On one level, this is an everyday story of careless constitutional design. The reformed system is set up to stuff the legislative and consultative machinery with people who will tell the government what it wishes to hear. You can’t expect it to provide an accurate report of public opinion on anything, and it doesn’t.
On another level, this is a typical performance from a department which seems to have strong opinions of its own. Observant residents in Sui Wo Road are baffled by the apparently random placement of a variety of street furniture, culminating in the curious insistence on providing bus shelters in places where nobody will use them, while adamantly refusing to put them where they are needed.
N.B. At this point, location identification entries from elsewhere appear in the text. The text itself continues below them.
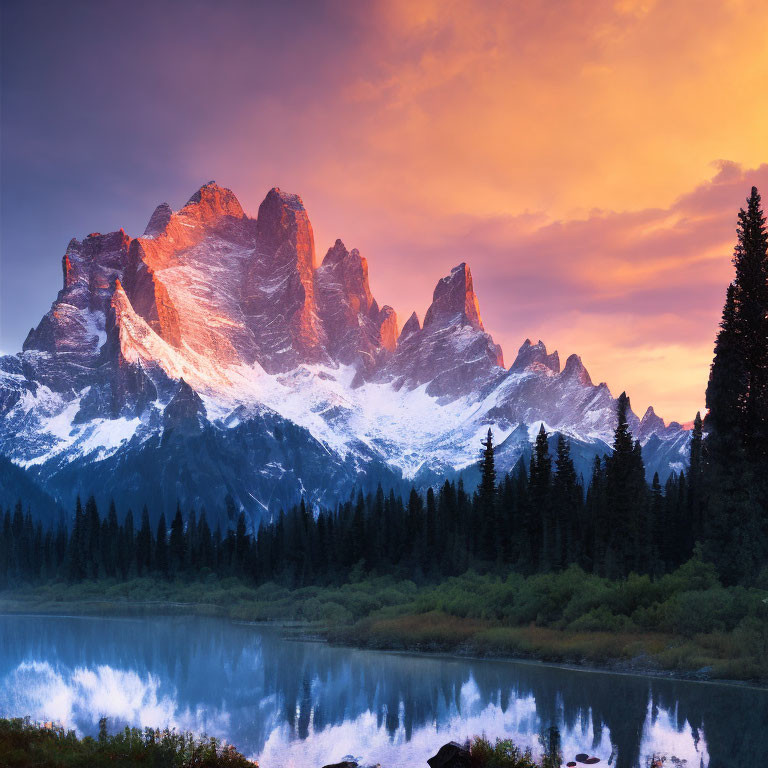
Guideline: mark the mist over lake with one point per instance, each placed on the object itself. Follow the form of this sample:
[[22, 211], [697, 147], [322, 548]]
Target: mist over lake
[[290, 703]]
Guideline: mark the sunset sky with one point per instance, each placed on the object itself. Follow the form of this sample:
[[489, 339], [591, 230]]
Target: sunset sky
[[586, 159]]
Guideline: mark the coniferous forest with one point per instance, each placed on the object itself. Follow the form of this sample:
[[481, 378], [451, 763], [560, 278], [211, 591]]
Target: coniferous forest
[[539, 518]]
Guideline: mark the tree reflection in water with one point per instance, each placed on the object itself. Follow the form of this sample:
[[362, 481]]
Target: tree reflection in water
[[306, 703]]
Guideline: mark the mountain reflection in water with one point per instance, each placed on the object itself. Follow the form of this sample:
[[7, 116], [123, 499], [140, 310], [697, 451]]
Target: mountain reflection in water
[[307, 704]]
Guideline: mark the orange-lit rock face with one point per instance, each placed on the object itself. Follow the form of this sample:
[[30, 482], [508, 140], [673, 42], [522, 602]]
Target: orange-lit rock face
[[454, 295], [357, 331], [207, 290], [279, 295], [75, 323], [388, 328]]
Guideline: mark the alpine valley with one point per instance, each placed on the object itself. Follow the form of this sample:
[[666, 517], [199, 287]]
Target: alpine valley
[[214, 357]]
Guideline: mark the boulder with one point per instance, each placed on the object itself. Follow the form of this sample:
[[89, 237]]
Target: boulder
[[450, 755]]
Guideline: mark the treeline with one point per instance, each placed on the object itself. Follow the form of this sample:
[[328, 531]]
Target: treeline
[[537, 519]]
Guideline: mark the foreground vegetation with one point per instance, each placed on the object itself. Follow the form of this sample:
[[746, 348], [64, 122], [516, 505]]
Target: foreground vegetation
[[684, 621], [23, 743]]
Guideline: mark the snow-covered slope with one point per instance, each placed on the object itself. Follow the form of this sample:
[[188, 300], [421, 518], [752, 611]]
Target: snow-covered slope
[[174, 364]]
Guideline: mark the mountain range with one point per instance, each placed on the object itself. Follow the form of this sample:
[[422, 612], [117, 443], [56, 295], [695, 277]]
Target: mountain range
[[214, 357]]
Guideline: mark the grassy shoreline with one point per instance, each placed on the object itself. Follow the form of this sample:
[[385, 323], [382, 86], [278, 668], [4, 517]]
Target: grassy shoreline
[[399, 616]]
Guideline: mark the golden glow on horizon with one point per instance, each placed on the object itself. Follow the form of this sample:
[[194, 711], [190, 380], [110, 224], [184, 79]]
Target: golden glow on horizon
[[580, 140]]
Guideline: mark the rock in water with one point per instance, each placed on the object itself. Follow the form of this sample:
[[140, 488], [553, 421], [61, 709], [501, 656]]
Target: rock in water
[[450, 755]]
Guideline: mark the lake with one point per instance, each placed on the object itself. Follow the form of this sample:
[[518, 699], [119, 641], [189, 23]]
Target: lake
[[301, 704]]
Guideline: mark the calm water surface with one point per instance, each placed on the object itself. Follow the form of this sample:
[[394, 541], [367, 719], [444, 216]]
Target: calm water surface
[[305, 704]]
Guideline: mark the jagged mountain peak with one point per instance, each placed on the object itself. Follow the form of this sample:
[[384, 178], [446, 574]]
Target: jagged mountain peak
[[159, 220], [412, 325], [211, 203], [454, 298], [535, 354], [213, 312], [575, 369]]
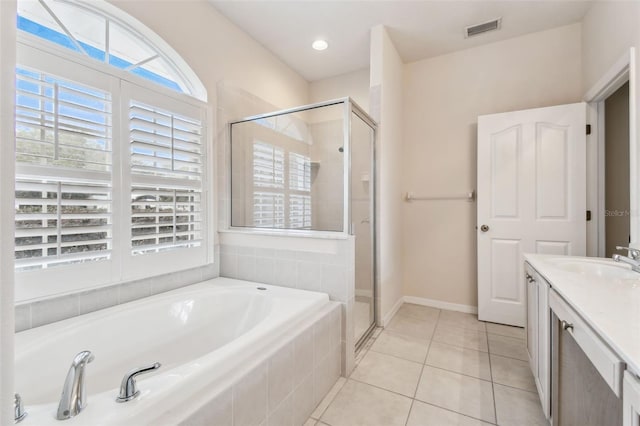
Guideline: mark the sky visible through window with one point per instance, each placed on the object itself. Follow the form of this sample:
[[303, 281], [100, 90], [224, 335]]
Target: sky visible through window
[[64, 40]]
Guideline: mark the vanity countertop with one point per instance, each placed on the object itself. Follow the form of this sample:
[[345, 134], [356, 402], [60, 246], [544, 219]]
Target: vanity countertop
[[611, 306]]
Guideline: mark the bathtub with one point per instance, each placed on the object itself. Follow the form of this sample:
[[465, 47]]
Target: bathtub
[[222, 344]]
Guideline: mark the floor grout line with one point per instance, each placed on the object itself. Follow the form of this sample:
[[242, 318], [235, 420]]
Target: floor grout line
[[438, 321], [493, 387]]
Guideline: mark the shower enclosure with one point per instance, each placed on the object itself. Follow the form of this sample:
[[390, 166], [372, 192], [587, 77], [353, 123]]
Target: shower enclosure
[[311, 170]]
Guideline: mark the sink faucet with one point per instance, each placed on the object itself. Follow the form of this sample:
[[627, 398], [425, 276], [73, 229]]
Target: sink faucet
[[72, 400], [633, 259]]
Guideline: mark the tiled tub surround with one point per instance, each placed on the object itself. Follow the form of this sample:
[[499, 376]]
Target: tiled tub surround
[[36, 313], [277, 361], [324, 265], [433, 367]]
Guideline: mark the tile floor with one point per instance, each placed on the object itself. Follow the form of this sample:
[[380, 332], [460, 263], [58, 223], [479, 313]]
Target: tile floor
[[436, 367]]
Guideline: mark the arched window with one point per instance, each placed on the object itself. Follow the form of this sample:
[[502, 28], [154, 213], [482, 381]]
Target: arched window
[[110, 168], [102, 32]]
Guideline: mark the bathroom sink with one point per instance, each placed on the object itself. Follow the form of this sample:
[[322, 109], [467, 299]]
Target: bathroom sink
[[603, 268]]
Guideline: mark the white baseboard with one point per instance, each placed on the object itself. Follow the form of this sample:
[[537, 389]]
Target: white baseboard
[[387, 318], [440, 304], [364, 293]]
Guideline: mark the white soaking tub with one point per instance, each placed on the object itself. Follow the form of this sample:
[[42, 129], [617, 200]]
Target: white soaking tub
[[212, 338]]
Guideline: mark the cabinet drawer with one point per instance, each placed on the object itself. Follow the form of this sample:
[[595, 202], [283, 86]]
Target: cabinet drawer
[[608, 364]]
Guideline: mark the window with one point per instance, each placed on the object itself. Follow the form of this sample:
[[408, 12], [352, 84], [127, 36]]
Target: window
[[100, 32], [110, 172], [63, 182], [169, 146], [280, 202]]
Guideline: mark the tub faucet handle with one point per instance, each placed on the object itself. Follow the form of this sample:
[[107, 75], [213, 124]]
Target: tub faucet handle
[[128, 389], [18, 409], [72, 400]]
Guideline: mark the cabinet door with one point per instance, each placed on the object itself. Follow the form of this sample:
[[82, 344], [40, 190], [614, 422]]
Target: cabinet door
[[631, 400], [532, 321], [543, 380]]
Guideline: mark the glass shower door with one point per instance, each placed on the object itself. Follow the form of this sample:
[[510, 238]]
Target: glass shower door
[[363, 223]]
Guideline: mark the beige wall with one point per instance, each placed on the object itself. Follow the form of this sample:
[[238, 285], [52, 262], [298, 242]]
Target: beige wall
[[218, 50], [354, 84], [443, 97], [616, 157], [609, 29], [387, 108]]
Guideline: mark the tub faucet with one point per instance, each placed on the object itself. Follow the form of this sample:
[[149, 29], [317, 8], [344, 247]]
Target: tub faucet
[[72, 400], [128, 389], [18, 409], [633, 259]]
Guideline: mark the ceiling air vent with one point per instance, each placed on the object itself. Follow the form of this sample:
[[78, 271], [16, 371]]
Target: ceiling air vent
[[482, 28]]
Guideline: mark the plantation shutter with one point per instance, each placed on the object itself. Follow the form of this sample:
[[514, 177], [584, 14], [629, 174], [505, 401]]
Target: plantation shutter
[[63, 197], [300, 191], [166, 158], [268, 182]]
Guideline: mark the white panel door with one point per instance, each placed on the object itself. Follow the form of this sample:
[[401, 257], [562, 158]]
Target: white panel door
[[531, 199]]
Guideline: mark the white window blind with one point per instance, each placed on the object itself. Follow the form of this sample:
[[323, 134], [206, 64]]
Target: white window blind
[[299, 172], [268, 209], [62, 123], [166, 172], [300, 211], [164, 144], [282, 190], [268, 166], [63, 175], [163, 218]]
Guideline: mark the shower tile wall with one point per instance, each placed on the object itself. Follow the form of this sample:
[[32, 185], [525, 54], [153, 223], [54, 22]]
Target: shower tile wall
[[331, 273], [327, 176]]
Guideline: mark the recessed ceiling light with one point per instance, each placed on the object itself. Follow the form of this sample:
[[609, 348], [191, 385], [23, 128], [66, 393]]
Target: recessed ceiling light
[[320, 44]]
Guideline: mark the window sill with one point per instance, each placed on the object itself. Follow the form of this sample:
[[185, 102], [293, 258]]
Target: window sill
[[321, 235]]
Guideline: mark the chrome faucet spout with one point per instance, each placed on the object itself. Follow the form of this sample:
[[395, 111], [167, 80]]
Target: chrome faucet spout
[[635, 265], [72, 400]]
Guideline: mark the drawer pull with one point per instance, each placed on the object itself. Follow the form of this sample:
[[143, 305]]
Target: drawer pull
[[566, 326]]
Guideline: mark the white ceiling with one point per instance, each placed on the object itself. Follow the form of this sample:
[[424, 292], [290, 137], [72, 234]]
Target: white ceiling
[[419, 28]]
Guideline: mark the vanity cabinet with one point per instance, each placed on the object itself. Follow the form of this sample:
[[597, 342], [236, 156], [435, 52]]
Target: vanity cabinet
[[631, 400], [586, 373], [537, 331]]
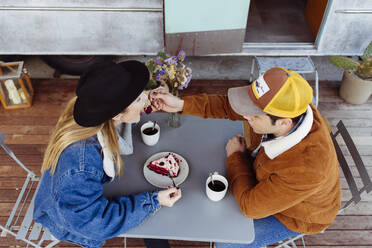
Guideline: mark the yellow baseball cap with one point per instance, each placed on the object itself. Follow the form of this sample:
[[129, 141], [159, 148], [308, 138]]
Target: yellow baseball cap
[[279, 92]]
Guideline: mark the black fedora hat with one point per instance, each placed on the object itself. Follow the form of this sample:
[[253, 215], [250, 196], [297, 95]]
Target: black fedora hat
[[105, 90]]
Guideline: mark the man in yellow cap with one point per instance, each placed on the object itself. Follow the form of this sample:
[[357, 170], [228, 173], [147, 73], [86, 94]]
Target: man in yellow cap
[[287, 180]]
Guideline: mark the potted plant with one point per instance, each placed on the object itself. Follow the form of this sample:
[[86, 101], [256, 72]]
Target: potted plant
[[356, 85]]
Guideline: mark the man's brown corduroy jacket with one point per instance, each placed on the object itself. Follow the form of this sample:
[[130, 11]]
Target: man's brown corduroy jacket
[[299, 186]]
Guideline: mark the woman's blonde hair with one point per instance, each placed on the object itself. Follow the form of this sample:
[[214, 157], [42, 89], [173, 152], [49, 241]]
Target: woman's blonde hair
[[67, 131]]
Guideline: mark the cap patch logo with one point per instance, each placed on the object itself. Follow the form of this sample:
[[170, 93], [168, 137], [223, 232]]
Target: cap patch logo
[[260, 87]]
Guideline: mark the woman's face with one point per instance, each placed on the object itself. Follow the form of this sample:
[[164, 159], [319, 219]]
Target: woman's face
[[132, 113]]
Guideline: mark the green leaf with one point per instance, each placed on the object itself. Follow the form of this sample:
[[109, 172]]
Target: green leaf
[[162, 54], [368, 52], [343, 62]]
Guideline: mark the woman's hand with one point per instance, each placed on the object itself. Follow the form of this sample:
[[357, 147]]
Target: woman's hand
[[235, 144], [169, 196], [165, 101]]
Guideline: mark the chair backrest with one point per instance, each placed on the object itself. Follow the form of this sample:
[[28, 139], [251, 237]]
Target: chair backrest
[[367, 184], [20, 223]]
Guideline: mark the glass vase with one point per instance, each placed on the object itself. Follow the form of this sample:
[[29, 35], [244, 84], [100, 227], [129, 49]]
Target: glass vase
[[174, 119]]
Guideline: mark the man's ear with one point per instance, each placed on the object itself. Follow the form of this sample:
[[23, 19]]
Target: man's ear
[[285, 122]]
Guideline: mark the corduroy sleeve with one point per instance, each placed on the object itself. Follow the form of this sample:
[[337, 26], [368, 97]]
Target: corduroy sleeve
[[209, 106], [270, 196]]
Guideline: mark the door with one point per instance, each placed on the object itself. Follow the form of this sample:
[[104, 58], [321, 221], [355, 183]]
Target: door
[[346, 28], [205, 27]]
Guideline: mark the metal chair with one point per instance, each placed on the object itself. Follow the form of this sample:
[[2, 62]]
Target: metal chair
[[24, 228], [355, 192], [301, 65]]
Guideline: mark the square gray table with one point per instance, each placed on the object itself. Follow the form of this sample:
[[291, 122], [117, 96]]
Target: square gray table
[[194, 217]]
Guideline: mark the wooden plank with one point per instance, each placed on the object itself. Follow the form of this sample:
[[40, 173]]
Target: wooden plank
[[351, 223], [362, 208], [22, 129], [333, 237]]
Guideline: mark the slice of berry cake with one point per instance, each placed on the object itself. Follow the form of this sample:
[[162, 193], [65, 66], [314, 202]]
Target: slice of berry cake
[[165, 164]]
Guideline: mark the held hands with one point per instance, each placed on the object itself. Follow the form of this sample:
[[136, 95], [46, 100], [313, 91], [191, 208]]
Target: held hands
[[165, 101], [169, 196], [235, 144]]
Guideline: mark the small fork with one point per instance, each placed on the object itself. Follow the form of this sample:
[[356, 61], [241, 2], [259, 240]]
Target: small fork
[[171, 177]]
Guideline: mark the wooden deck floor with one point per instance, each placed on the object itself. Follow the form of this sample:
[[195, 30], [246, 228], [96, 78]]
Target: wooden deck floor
[[27, 130]]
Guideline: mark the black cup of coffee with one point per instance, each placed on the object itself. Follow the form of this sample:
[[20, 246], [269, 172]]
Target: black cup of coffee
[[150, 131], [216, 185]]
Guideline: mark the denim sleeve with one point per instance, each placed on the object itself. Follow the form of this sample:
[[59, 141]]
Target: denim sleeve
[[85, 211]]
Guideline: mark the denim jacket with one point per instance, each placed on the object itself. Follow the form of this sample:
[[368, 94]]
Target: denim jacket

In the days when I occasionally visited government departments to interview their occupants the Transport Department people came across as intelligent and thoughtful. No doubt they still do. But the results of their collective efforts are, alas, sometimes difficult to understand.

I am personally an enthusiastic user of seat belts. They have saved many lives, including mine. Tour buses, on my last trip to Europe, all featured seatbelts and we were regularly reminded that using them was a legal requirement.
But seat belts on a Hong Kong public bus? Regardless of the numbers painted on the side they are, at busy times, packed. The driver has no control over the number of passengers admitted, and quite understandably imposes a limit only when the number of standing passengers threatens to block his view of the nearside wing mirror. Insisting that the seated passengers should wear a belt seems a bit of a token gesture.
Anyway, many writers have chewed over the transport aspects of this matter. What I thought should have been given a bit more thought was the matter of penalties for not belting up. Of course, there must be some penalty or the rule will not be taken seriously, but what on earth was going through the head of the person who thought it appropriate to threaten offenders with three months in prison?
Failing to fasten your seat belt is, as the late lamented Judge Caprio used to put it, “not an offence of gross moral turpitude.” It is a victimless crime, in the sense that the only person likely to be hurt as a result of failure to fasten is the perpetrator. Most offenders will have been guilty of nothing worse than absent-mindedness.

Willingness to jail people for this minor offence sits uneasily with the government’s total helplessness when faced with equally minor offences committed by people who can afford cars of their own, and the general immunity enjoyed by the perpetrators of potentially dangerous peccadillos like double parking in busy streets or obstructing roads reserved for emergency use.
Not wearing a belt is surely the sort of offence which can be easily and quickly dealt with by the issuing of a fixed penalty ticket, preferably for some modest sum within the means of bus travellers, who are not a wealthy bunch.
Sending people to prison for a few weeks used to be common in many jurisdictions but is now often considered an abuse to be avoided as far as possible. It inflicts the sort of disruption which makes a return to law-abiding citizenship difficult; the prisoner may lose their job, home or spouse. At the same time, it provides no opportunity for the sort of rehabilitative and educational activities which can form the constructive part of a prison sentence.
The inmate is more likely to emerge resentful than reformed.
Our government seems, sadly, rather over-enthusiastic these days for throwing people into prison, regardless of their age or condition. This may be a difficult point to put across to retired policemen turned politicians, but the government is in some ways different from a police force.
Success in police work may be measured by the number of criminals jailed. Success in government is measured by the happiness of the governed. Are we happier this week?